If you’re facing criminal charges in Texas for the first time, you’ll be interested in hearing about deferred adjudication. What is it and how can it benefit defendants? In simple terms, deferred adjudication is a form of probation. Suppose a defendant is placed on probation for a certain length of time. If the defendant successfully completes all of the terms the probation, then the defendant’s case is “dismissed.”
When a defendant gets deferred adjudication, they do have to enter a guilty plea, but instead of the judge finding the defendant guilty, the judge “defers” the finding of guilt. “But doesn’t pleading guilty amount to a conviction?” Not under Texas law. If a background check is run against the person, the arrest and charge will turn up, but instead of showing a “conviction” per se, it will show deferred adjudication, which is not the same as a conviction – it’s less serious.
“What’s the difference between deferred adjudication and straight probation?” The main difference between is deferred adjudication is NOT a conviction. In contrast, straight probation IS a conviction. There are also key differences in regards to the consequences of violating deferred adjudication vs. violating straight probation.

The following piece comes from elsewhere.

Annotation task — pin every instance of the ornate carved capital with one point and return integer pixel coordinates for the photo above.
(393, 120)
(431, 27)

In a nutshell, the consequences of violating probation while on deferred adjudication can be severe.
Advantages of Deferred Adjudication
There are distinct advantages of deferred adjudication, including:
- It is not considered a conviction, so it looks better on a background check.
- Since it’s not technically a conviction, there are less consequences; for example, a conviction for a drug offense would lead to a license suspension, but pleading to a deferred would prevent that from occurring.
- After completing the deferred probation, the defendant can file a petition for non-disclosure, which seals the criminal record from private entities, such as landlords and employers in the public sector.